Monday, June 04, 2007

 

Portrait of a Greek Teacher

Edmund Wilson, The Triple Thinkers: Twelve Essays on Literary Subjects (London: John Lehmann, 1952), p. 224:
I have found out from later experience that it requires a rare blend of qualities for a man or a woman to teach Greek well: he must have a real taste for Greek (which seems rarer than a taste for Latin), a real feeling for its luminosity and subtlety, its nobility and naiveté, a lively imaginative picture of the civilization behind it; and he must, at the same time, be capable of insisting on the high degree of intellectual discipline that is needed to keep the class up to the effort demanded by the difficulties of the subject--difficulties which do not consist merely of the more or less automatic application of formulas one has learned, but involve, along with accurate memory, a certain precision of feeling, in which one can be trained by an adept but which cannot be learned by rote. Mr. Rolfe was the perfect Hellenist. He made you get everything exactly right, and this meant a good deal of drudgery.

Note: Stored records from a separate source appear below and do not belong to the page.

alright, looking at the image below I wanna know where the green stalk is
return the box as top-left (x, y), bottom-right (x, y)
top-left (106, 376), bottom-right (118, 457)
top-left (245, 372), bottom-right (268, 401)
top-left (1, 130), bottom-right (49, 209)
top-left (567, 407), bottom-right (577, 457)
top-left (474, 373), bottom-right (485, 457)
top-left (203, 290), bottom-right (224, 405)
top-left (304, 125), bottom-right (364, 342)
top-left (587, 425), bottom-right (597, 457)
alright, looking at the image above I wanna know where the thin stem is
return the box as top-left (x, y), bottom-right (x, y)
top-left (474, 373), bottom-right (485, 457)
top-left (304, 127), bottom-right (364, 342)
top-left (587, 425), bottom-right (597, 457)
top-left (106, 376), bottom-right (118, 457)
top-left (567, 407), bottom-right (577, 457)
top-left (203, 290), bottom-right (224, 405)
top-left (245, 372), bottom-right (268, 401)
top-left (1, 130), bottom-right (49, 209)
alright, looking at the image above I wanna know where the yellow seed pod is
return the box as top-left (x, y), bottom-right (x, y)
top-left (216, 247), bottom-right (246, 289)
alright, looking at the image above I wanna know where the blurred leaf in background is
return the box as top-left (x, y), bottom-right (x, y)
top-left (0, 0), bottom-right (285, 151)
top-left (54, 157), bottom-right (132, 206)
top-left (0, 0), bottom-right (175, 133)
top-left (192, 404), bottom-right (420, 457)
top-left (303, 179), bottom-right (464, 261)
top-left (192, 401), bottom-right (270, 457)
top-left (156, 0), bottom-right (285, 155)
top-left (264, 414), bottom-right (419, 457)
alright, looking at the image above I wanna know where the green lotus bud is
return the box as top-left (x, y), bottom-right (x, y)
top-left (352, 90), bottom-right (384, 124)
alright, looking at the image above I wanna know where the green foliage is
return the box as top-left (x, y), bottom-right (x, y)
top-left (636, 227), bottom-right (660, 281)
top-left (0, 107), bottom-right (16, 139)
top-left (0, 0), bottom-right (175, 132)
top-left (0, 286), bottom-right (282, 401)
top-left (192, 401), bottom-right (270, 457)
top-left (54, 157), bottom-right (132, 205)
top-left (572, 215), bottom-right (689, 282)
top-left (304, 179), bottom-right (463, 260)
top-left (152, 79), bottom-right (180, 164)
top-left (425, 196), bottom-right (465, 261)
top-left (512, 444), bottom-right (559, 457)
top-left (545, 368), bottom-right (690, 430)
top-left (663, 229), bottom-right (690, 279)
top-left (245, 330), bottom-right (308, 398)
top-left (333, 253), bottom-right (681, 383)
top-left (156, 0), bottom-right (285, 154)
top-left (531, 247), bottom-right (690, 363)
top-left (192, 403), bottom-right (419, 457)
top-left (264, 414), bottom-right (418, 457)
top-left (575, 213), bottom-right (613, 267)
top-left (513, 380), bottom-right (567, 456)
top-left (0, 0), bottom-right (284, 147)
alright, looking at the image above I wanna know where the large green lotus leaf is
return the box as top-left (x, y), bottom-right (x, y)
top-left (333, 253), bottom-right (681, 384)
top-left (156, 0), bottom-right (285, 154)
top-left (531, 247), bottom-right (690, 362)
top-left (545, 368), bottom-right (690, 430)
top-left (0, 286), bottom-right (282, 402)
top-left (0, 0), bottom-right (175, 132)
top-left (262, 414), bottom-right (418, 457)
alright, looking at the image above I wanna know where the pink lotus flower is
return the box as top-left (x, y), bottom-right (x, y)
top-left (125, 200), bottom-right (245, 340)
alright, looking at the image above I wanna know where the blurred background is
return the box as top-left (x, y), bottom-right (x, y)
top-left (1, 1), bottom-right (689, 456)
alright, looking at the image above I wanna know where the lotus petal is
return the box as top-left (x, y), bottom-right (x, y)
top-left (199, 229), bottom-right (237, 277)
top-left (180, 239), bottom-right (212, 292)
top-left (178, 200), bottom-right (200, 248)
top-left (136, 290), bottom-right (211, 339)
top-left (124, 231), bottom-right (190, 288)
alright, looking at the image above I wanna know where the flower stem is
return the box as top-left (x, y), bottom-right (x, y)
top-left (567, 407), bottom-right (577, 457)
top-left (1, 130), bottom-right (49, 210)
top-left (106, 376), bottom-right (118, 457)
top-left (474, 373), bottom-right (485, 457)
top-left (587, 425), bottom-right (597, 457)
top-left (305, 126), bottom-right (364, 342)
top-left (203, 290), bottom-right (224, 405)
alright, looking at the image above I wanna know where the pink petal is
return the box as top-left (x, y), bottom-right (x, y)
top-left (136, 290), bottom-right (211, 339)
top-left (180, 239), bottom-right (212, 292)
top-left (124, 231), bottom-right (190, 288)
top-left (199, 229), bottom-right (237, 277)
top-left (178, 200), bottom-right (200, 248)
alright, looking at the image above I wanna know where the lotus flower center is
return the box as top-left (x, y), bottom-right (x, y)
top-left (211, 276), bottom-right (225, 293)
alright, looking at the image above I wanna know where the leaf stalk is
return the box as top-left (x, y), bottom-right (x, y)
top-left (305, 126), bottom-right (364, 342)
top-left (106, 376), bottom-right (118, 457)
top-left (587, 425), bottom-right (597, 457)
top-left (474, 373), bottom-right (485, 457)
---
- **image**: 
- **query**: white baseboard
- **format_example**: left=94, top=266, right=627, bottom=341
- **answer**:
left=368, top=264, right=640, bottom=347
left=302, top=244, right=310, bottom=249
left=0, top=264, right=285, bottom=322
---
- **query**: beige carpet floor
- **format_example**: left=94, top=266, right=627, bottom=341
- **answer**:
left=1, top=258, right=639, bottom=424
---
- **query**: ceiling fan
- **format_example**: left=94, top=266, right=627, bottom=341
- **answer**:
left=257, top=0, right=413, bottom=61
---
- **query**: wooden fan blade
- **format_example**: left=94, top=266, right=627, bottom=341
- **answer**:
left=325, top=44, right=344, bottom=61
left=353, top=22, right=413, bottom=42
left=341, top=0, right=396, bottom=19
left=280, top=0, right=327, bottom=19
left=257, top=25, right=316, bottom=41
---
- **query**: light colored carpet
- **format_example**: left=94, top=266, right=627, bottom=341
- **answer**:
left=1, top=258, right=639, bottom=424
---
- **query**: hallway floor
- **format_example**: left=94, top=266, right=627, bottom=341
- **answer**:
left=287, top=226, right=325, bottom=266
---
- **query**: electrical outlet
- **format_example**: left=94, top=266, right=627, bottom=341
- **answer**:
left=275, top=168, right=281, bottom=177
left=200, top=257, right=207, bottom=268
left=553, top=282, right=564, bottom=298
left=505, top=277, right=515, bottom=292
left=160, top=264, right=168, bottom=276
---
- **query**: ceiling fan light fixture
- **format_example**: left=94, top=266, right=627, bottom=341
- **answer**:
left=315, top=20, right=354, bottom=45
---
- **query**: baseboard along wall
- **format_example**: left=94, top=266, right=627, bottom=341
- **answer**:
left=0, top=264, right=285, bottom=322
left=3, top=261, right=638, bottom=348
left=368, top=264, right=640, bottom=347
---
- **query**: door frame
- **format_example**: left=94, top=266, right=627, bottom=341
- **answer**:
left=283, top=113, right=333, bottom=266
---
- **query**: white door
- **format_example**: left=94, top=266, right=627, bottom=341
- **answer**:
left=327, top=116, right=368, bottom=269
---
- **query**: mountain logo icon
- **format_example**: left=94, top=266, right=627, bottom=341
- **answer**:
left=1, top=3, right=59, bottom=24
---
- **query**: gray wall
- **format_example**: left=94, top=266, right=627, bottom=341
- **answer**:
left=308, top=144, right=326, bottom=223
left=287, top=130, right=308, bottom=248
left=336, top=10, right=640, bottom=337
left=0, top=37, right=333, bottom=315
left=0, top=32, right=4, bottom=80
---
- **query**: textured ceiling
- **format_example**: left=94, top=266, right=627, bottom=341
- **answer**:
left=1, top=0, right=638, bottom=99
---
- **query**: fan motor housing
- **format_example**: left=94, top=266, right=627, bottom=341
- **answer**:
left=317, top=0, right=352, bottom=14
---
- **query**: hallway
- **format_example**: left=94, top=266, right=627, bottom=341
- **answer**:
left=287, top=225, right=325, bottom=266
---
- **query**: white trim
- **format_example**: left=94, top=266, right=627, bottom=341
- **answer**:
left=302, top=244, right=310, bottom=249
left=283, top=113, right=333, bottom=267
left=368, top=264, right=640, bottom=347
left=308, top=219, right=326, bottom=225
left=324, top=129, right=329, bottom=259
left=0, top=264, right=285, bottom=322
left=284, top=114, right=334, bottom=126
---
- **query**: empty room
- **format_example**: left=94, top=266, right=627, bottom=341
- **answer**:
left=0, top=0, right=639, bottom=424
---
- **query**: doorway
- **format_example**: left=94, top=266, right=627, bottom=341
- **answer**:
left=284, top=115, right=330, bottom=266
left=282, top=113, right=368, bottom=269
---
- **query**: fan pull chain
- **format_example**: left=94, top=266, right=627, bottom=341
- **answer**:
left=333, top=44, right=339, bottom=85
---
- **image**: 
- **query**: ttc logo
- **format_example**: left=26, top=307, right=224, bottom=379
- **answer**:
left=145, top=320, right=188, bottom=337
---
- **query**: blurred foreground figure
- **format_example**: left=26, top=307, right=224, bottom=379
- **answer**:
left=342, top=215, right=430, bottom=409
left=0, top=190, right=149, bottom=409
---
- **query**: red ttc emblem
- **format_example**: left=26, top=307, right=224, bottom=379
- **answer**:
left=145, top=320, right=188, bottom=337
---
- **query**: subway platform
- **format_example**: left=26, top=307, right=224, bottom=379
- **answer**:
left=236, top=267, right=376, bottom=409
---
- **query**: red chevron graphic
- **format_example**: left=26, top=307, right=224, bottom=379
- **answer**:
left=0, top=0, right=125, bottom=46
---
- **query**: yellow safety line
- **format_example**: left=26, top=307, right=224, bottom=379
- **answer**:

But one was also always made to feel that there was something worth having there behind the numbered paragraphs and paradigms of Goodwin's Greek grammar, the grim backs and fatiguing notes of the Ginn texts 'for the use of schools'--something exhilarating in the air of the classroom, human, heroic and shining. The prospect of knowing this marvellous thing lent the details excitement--and so it did the daily contest between Mr. Rolfe and you, which eventually became quite jolly. You felt that he was not unkind, that he merely wanted people to learn Greek, that teaching people Greek was an exalted aim to which he had devoted his life, and that he only became really unpleasant with students who did not want to learn it.